Effects of Alloying Elements Additions on Ambient Temperature Performance of Al–Si–Cu–Mg Base Alloys

Abstract

The present study was carried out to investigate the effects of Ni, Mn, Zr, and Sc additions, individually or in combination with other additives, on the microstructure and tensile properties of 354 casting alloy (Al—9wt%Si—1.8wt%Cu—0.5wt%Mg) at room temperature. Tensile tests were carried out in the as-cast, solution heat-treated, and aged conditions using different aging temperatures and times. Six alloys were prepared using the 354 alloy, comprising a) the base 354 alloy (G1) and five other alloys (G6 to G10) containing Ni, Mn, Sc, Zr, added individually or in combination, and comprising one experimental alloy (G7) containing no copper. Among the alloys containing transition element additions (G6 through G10), the highest tensile and yield strength values are obtained with alloy G7 (2wt% Ni and 0.25wt% Zr but no Cu) in the as-cast and solution heat-treated conditions; alloys G8 and G10 also display a significant increase in tensile strength and ductility in the as-cast and solution heat-treated conditions.
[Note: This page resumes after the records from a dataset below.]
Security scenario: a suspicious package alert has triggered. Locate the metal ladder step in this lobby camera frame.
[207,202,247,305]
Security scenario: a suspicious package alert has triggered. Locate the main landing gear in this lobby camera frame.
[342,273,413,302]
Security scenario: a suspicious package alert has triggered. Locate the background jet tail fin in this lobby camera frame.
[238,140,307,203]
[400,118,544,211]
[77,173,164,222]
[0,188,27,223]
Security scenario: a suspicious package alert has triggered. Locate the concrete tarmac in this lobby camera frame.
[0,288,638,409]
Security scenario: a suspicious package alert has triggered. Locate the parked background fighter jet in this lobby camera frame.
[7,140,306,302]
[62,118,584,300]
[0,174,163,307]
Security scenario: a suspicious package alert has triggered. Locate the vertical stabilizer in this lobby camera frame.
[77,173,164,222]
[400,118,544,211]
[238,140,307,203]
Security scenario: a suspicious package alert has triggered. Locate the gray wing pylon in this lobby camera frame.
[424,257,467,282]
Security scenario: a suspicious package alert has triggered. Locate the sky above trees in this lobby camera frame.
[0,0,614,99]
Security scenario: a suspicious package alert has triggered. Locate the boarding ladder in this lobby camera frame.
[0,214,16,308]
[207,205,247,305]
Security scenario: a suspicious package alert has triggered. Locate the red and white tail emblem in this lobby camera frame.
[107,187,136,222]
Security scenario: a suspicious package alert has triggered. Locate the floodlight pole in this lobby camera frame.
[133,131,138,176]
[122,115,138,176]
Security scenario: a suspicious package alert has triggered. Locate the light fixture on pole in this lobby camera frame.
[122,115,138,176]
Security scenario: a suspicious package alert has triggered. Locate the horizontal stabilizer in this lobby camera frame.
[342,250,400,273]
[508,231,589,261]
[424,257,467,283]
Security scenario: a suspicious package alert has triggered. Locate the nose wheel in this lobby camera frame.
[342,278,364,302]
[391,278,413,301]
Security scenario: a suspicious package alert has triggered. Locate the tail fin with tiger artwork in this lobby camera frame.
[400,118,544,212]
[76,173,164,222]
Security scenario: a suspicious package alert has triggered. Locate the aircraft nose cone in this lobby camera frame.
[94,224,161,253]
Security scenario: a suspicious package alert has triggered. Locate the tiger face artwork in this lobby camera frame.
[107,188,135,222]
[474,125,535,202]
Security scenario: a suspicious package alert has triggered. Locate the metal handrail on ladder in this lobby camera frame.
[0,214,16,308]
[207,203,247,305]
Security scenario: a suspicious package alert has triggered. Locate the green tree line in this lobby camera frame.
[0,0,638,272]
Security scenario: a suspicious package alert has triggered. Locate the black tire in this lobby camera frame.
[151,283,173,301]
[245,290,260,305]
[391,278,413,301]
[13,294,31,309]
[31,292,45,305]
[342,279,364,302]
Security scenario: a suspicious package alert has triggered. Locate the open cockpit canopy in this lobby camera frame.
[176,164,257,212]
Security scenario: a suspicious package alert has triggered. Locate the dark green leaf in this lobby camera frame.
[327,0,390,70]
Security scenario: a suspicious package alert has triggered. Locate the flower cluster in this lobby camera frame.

Solution heat treatment significantly improves strength and quality of these alloys even if they contain higher Fe and Mg levels compared to the base alloy. Holding the tensile samples of T6-treated G1 alloy resulted in a marked increase in the density of precipitated phase in the form of fine spherical particles. Increasing the holding time prior to deformation to 100 h resulted in the change in the morphology of the Al2Cu precipitates into thin platelets distributed in two perpendicular directions.